Afosah Daniel K, Al-Horani Rami A, Sankaranarayanan Nehru Viji, Desai Umesh R
Department of Medicinal Chemistry, and Institute for Structural Biology, Drug Discovery and Development, Virginia Commonwealth University , Richmond, Virginia 23219, United States.
J Med Chem. 2017 Jan 26;60(2):641-657. doi: 10.1021/acs.jmedchem.6b01474. Epub 2017 Jan 5.

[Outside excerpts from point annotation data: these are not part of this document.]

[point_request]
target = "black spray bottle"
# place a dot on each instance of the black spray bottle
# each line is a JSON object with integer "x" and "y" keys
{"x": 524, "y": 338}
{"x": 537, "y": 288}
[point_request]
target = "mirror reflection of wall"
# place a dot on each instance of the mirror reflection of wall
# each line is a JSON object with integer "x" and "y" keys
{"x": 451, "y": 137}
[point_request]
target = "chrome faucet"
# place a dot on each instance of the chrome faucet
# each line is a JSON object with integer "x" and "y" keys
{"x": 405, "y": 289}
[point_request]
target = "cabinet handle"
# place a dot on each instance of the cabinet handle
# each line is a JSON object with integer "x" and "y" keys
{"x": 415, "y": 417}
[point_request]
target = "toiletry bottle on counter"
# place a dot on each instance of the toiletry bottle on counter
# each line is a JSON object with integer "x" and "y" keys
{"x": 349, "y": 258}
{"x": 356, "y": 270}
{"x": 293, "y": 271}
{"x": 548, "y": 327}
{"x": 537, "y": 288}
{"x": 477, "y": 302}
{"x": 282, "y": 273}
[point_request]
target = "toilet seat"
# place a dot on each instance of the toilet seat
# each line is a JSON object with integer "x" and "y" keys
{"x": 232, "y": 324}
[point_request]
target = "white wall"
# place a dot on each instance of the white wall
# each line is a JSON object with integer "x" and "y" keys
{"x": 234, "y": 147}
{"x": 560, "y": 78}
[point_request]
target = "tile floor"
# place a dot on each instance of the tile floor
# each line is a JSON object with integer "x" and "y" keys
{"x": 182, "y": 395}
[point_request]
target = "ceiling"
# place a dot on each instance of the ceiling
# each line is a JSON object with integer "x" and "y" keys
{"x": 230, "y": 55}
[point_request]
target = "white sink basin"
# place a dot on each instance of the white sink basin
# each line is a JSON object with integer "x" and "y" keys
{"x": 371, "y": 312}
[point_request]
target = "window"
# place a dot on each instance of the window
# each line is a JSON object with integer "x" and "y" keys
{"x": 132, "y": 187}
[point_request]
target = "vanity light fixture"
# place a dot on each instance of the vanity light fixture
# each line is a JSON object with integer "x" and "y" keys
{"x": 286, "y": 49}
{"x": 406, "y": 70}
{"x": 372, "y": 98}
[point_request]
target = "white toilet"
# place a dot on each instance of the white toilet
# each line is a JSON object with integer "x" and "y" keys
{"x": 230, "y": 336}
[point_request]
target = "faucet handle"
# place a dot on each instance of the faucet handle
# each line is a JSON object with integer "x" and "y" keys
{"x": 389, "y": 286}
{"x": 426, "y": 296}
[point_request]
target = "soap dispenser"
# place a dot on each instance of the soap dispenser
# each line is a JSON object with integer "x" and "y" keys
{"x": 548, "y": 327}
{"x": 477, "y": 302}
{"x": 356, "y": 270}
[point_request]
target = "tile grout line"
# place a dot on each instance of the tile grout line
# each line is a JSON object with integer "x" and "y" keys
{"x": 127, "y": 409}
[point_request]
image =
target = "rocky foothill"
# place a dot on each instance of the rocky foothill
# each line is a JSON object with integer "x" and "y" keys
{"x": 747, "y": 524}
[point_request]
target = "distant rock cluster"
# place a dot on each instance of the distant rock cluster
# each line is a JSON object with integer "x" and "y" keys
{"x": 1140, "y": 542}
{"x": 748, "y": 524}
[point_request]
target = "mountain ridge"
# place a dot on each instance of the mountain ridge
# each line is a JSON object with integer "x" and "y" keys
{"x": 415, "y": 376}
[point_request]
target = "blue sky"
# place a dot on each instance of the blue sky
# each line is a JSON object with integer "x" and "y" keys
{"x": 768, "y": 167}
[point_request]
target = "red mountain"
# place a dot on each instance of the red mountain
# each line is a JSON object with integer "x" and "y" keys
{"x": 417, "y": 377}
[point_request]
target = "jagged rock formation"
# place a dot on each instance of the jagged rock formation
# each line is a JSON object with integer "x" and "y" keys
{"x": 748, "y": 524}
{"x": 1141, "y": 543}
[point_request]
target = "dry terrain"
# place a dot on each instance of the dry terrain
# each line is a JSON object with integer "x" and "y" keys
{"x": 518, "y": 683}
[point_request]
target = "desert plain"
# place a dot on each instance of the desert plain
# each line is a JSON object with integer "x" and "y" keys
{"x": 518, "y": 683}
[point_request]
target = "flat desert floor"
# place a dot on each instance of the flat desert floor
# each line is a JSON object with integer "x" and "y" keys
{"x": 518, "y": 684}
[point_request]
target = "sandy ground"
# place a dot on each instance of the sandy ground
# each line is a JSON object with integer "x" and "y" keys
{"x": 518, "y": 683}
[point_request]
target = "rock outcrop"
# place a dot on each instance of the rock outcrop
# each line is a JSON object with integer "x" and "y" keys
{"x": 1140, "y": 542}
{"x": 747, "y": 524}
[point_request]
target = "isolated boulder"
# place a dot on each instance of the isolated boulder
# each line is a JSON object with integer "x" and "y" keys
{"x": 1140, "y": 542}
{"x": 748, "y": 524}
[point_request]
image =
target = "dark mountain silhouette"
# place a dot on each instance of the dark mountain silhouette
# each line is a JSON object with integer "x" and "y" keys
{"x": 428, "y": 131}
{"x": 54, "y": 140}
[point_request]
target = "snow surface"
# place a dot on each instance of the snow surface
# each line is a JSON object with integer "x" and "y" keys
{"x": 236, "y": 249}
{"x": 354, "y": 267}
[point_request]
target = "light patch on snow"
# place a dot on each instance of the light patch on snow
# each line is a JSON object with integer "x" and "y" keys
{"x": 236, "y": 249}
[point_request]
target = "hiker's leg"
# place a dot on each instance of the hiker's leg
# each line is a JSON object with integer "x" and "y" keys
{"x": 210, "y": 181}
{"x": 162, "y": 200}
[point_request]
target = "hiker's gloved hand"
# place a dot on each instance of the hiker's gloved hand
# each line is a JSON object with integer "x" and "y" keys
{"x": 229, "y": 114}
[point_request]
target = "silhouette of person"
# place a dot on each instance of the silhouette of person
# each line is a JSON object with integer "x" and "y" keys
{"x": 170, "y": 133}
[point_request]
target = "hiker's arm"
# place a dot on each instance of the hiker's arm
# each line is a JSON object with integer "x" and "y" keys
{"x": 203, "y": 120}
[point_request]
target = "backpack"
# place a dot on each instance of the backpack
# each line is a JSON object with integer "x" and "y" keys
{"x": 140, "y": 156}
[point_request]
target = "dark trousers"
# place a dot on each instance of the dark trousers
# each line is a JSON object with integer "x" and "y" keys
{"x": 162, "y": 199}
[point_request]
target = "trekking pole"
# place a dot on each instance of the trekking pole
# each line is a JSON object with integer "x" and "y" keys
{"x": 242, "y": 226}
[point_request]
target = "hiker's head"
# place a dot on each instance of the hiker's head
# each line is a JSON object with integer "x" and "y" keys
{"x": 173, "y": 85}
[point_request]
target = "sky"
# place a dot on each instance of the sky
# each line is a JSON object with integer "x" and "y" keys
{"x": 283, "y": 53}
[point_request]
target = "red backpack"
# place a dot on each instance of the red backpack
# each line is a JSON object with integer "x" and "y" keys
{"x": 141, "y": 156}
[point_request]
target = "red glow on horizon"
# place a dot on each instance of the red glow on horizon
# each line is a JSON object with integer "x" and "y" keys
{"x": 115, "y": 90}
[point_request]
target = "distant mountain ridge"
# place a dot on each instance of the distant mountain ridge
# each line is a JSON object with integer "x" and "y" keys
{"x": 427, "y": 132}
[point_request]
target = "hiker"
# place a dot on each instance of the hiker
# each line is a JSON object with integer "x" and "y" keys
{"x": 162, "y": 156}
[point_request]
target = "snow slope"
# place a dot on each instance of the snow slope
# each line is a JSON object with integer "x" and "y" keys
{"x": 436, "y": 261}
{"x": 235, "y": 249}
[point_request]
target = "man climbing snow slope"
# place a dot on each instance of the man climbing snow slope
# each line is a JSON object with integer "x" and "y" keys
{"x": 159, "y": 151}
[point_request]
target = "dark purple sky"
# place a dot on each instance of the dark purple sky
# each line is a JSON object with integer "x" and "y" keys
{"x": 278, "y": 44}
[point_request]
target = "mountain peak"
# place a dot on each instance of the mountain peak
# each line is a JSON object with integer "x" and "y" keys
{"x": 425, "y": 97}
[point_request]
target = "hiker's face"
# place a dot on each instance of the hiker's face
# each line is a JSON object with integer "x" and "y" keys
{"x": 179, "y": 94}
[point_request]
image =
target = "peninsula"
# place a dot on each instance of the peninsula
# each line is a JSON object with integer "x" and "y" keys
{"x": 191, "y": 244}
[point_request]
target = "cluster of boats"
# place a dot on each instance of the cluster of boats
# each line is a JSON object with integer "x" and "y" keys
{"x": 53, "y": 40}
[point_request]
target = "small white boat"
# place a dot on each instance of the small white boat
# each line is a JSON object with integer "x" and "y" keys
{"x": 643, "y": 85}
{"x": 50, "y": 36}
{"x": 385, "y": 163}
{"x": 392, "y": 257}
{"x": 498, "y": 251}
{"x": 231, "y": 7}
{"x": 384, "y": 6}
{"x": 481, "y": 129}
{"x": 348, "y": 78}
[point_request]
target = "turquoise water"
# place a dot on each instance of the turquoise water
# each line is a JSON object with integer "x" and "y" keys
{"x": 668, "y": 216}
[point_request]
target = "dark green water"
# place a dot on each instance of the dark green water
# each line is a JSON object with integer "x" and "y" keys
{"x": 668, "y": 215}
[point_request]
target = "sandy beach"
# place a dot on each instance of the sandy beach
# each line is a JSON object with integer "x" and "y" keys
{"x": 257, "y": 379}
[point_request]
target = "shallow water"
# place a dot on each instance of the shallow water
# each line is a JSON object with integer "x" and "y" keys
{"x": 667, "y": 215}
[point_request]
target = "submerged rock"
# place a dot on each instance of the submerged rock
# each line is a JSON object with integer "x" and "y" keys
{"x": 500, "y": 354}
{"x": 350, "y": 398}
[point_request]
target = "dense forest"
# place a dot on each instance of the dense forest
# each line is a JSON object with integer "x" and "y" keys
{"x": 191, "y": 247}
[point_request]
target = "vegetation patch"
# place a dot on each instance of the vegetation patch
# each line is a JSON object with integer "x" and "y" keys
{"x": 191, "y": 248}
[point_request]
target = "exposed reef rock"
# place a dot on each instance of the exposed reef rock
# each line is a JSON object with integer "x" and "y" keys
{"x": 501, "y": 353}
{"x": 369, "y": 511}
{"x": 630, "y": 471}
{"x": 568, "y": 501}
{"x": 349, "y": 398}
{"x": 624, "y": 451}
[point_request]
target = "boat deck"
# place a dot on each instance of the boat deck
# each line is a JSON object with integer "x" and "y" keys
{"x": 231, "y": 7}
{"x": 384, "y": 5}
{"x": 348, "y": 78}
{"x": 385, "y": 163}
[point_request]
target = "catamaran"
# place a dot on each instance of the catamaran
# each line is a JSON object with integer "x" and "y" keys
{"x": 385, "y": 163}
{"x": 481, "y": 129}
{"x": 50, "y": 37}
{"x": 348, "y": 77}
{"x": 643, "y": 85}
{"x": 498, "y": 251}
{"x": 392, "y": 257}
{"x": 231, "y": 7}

Although plasmin inhibitors could be used in multiple disorders, their use has been restricted to preventing blood loss in hemostatic dysregulation because of poor efficacy and adverse effects of current agents. We reasoned that a new class of direct inhibitors that offer better efficacy, selectivity, and safety could be discovered by exploiting allosterism in plasmin, a protease homologous to other allosteric serine proteases. We report on the synthesis, biological activity, and mechanism of action of a group of small molecules, called non-saccharide glycosaminoglycan mimetics (NSGMs), as direct allosteric plasmin inhibitors. Our results show that distinct NSGMs selectively inhibit human full-length plasmin. The molecule inhibited clot lysis, alluding to its promise as an allosteric regulator of plasmin. We show that direct allosteric inhibition of plasmin could led to new antifibrinolytic agent(s) that may exhibit better efficacy, potency, selectivity, and safety in comparison to current therapy.
尽管纤溶酶抑制剂可用于多种疾病,但由于现有药物疗效不佳和不良反应,其应用仅限于在止血功能失调时预防失血。我们推测,通过利用纤溶酶(一种与其他别构丝氨酸蛋白酶同源的蛋白酶)中的别构作用,有可能发现一类具有更好疗效、选择性和安全性的新型直接抑制剂。我们报告了一组称为非糖糖胺聚糖模拟物(NSGMs)的小分子作为直接别构纤溶酶抑制剂的合成、生物活性及作用机制。我们的结果表明,不同的NSGMs可选择性抑制人全长纤溶酶。该分子抑制凝块溶解,暗示其作为纤溶酶别构调节剂的潜力。我们表明,对纤溶酶的直接别构抑制可能会产生新的抗纤溶药物,与现有疗法相比,这些药物可能具有更好的疗效、效力、选择性和安全性。